Hong Kong - Asian markets mostly rose on Wednesday, following a global rally on easing Ukraine fears after Russian President Vladimir Putin played down the prospects of a war by saying there was no need to send troops into the country.

His comments fuelled a second day of buying, which sent the S&P 500 on Wall Street to a new record high, while the dollar edged up against the yen as investors became more confident in higher-risk assets.

Australian shares were also given a boost by better-than-expected growth data, but Shanghai edged lower as China's leaders moved to temper expectations for the world's number two economy this year with a tepid forecast for expansion.

Tokyo jumped 1.50 percent by the break, Hong Kong added 0.80 percent and Seoul was 1.09 percent higher. Sydney rallied 0.62 percent and Shanghai was up 0.10 percent.

Investors breathed a sigh of relief after Putin said Tuesday that while he reserved the right to send troops into Ukraine, "so far there is no such necessity", and that such a move would only be a last resort.

Global markets tumbled on Monday after lawmakers voted to allow Putin to send troops into Crimea, a mainly Russian-speaking peninsula in the southeast of Ukraine, following the ouster of the country's pro-Moscow government.

On Wall Street the S&P 500 advanced 1.53 percent to a new record, the Dow surged 1.41 percent and the Nasdaq gained 1.75 percent.

"We're not sure how one says 'phew' in Russian, yet that is a collective exclamation at this juncture," said Briefing.com analyst Patrick O'Hare.

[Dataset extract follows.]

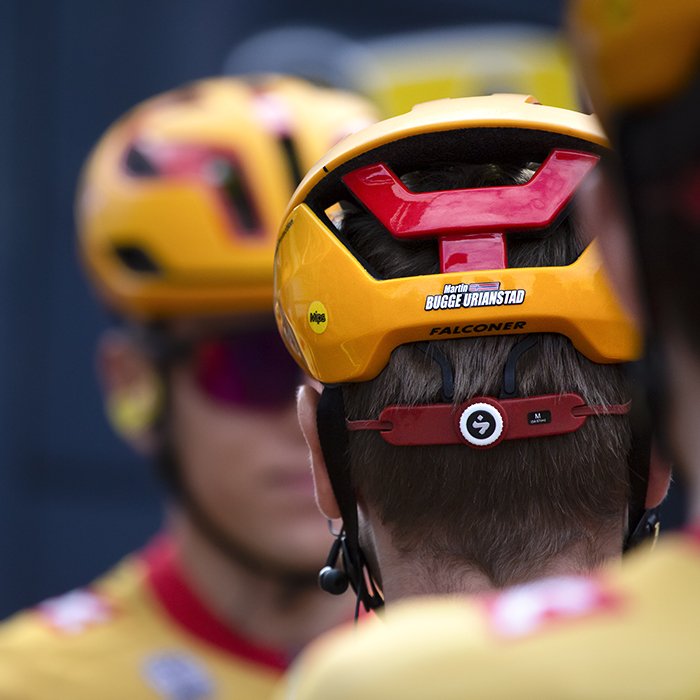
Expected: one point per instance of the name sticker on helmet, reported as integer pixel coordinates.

- China targets 7.5% growth for 2014 -

The latest news boosted the dollar against the yen in New York trade after it sank earlier in the week as traders sought out the relative safety of the Japanese unit.

The dollar bought 102.21 yen, compared with 102.24 yen late in New York but well up from the 101.74 yen in Asia earlier Tuesday.

The euro fetched $1.3735 and 140.36 yen against $1.3740 and 140.49 yen.

China's National People's Congress, the nation's rubber-stamp legislature, began its annual meeting Wednesday with Premier Li Keqiang saying the government was targeting 7.5 growth in 2014, unchanged from last year.

The figure is below the 7.7 percent seen in 2013 and 2012 -- which was the worst rate of growth since 1999.

The economic growth estimate figure is closely watched by analysts for insight into the leadership's thinking about the economy and how they expect it to perform.

The "around 7.5 percent" goal came after soft recent economic data, with a key manufacturing index slipping to an eight-month low in February. Analysts are keeping an eye on the meeting, hoping for a fresh set of policies aimed at fuelling growth in the Asian economic giant.

Shares in Sydney rallied after official data showed Australia's economy expanded 0.8 percent quarter on quarter in the last three months of 2013, higher than the 0.7 percent forecast thanks to a pick-up in exports.

The figures add to indications in Australia that the country is at an upwards turning point, as they came despite weakness in major market China and turmoil in the domestic manufacturing sector.

The Australian dollar rose to 89.92 US cents in response to the news from Tuesday's close of 89.31 US cents.

Oil prices were mixed. New York's main contract, West Texas Intermediate for April delivery, gained three cents to $103.36 in early Asian trading, while Brent North Sea crude for April eased 13 cents to $109.17.

Gold fetched $1 336.60 an ounce at 02:30 GMT compared with $1 337.11 late on Tuesday.